At Pullman, the meat, fish, and every other product goes through an internal audit to qualify for sale.

Robert Lerma


While a concept like Pullman may be reminiscent of other multi-concept food halls like Eataly, there has never been something quite so locally-driven and community-minded.

“My dream is that [Pullman Market] becomes a replicable idea — not just by us, but by many,” says Fink. “An evolution that allows farmers to produce and gather together and be celebrated. To have food shift from that transactional space to one of deeper meaning, and to just allow people to really learn and interact with food.”

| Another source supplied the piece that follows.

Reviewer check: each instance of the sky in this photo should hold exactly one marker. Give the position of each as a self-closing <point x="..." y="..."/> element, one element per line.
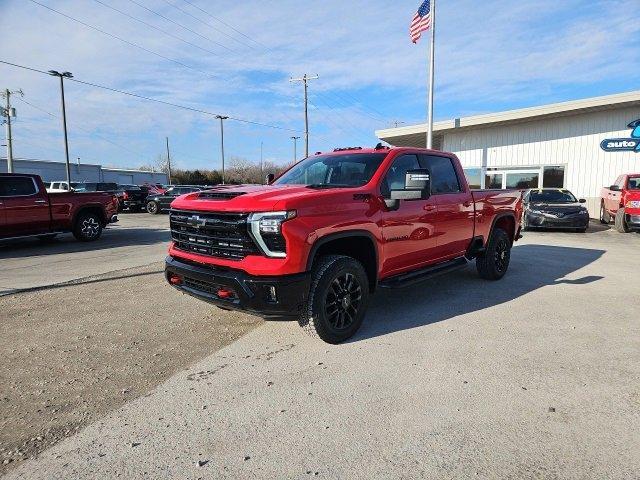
<point x="235" y="58"/>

Fink also thinks places like Pullman Market can have the power to eliminate the taboo of working in the service industry. “I really hope that we’re able to make something that people can be really proud of working in,” he says. “People can be proud of being a vendor [here] and the community itself can feel the impact of it.” 

The opening of Pullman Market marks a massive step forward in the grocery store industry beyond just San Antonio — one that will lead to more accessible, delicious ingredients and a more fun shopping experience overall. Perhaps a Pullman-like market is the future. All we can do for now (unless you live in San Antonio) is wait for one to arrive in a city near you.